E pensando nisto vieram outras lembranças do final da década de 70 do século passado, quando ainda universitária e participante de grupos feministas e de estudos da condição feminina na sociedade, época de muitos questionamentos feministas, tivemos um seminário na universidade, de um reconhecido educador cearense, que criara um método de educação diferente e especial para as crianças. Depois de um tempo da palestra ele entrou no tema do feminino e muito "gaiato" e grosseiro como eram (muitos ainda são) os homens dessa parte do nordeste do Brasil disse: E as mulheres que agora estão saindo do choco...Nessa época o paradigma era a mulher sair do lar para o mercado de trabalho. Houve assim um silencio grande na platéia e eu vi várias mulheres se levantarem e saírem do auditório. Uma professora, colega do grupo de estudos feministas disse: Tu vais ficar na palestra, com esse homem que disse que as mulheres estão saindo do choco? Eu disse: Eu vou ficar porque quero saber onde ele vai chegar. Mas, quando ele percebeu que sua piada tinha sido mal recebida ele mudou de assunto. O certo é que essa memória me voltou por algo. Talvez porque a palavra choco possa significar incubação para a geração de alguma coisa nova, mas também possa significar uma certa dormência que vive ainda uma quantidade de mulheres que não despertaram para a necessidade dessas mudanças do sistema patriarcal. Quando uma mulher diz que tem o feminino em seu lugar, como uma forma de questionar as ações feministas é bom que saiba, que desperte e que tome consciência, que esse feminino no seu lugar é o lugar que a sociedade e cultura patriarcal deram a mulher, demarcando territórios de poder, impedindo as qualidades do verdadeiro feminino, que somente as mulheres podem resgatar e construir.  Uma vez uma mulher não gostou porque eu falei que se a maioria das mulheres tivessem consciência da situação da mulher no sistema patriarcal já tínhamos mudado esse sistema. Ele não vai mudar através dos masculinos, ainda que já estejam surgindo os adeptos de novas masculinidades e o questionamento das relações heterossexuais na forma posta no patriarcado.

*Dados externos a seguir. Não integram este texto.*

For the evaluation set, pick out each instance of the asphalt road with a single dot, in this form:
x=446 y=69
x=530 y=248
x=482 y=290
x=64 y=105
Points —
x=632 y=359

A questão crucial do feminismo é a necessidade de autoconhecimento por parte das mulheres, que possam torná-las definidoras de novas práticas sociais e tenham condições de questionar a cultura patriarcal, vertical, colonial, aportando novos valores para a sociedade e cultura. Os parâmetros do que seja o novo feminino que está se gestando vai sair sem dúvida dos movimentos femininos e feministas, da criatividade das mulheres em um processo de construção histórica, em que a pluralidade, a horizontalidade e luta contra esses "mandatos de poder" masculinos devem ser mantidas, mas procurando pontos de consenso e confluências, inclusive com as novas masculinidades. Não se pode mais aceitar que a sociedade patriarcal, ou homens que a representem em suas instituições decidam o que é o novo feminino, ou qual é o lugar da mulher na sociedade que em meio a colapsos está se gestando. A violência contra as mulheres, como um canto de cisne do patriarcado, recrudesceu e as mulheres não podem construir racionalidades para compreender as ações violentas masculinas (como dizer que a violência é parte de uma fratria masculina, que os homens a praticam para serem aceitos nela e serem considerados homens),  sem correr o risco de justificar ações violentas injustificáveis. Neste caso, não temos que ser compreensivas além da conta, não esquecendo que somos seres humanos, pessoas, com direito à integridade fisica, psicológica e espiritual e tudo aquilo que vai em direção contrária e que pode causar danos deverá ser severamente punido. Nos últimos anos os abusos sexuais, de poder e violências contra a mulher nas instituições do patriarcado têm sido questionadas e vieram à lume uma quantidade enorme de abusos e violências em todas as áreas (religiosas, das profissões que exercem o cuidado, como saúde, educação) decorrentes de uma estrutura de poder desigual, de uma hierarquia vertical que não comporta o feminino.

Os espaços da sociedade precisam ser reconstituídos em novas formas de relações mais horizontais e em novas formas de poder em que a soberania feminina trace uma nova ética, mais compatível com as necessidades de mudanças e com os novos paradigmas. O novo feminino é um novo sol para a construção de outra civilização planetária, sobre as cinzas das atuais que estão entrando em colapso. Viva as mulheres e o novo feminino!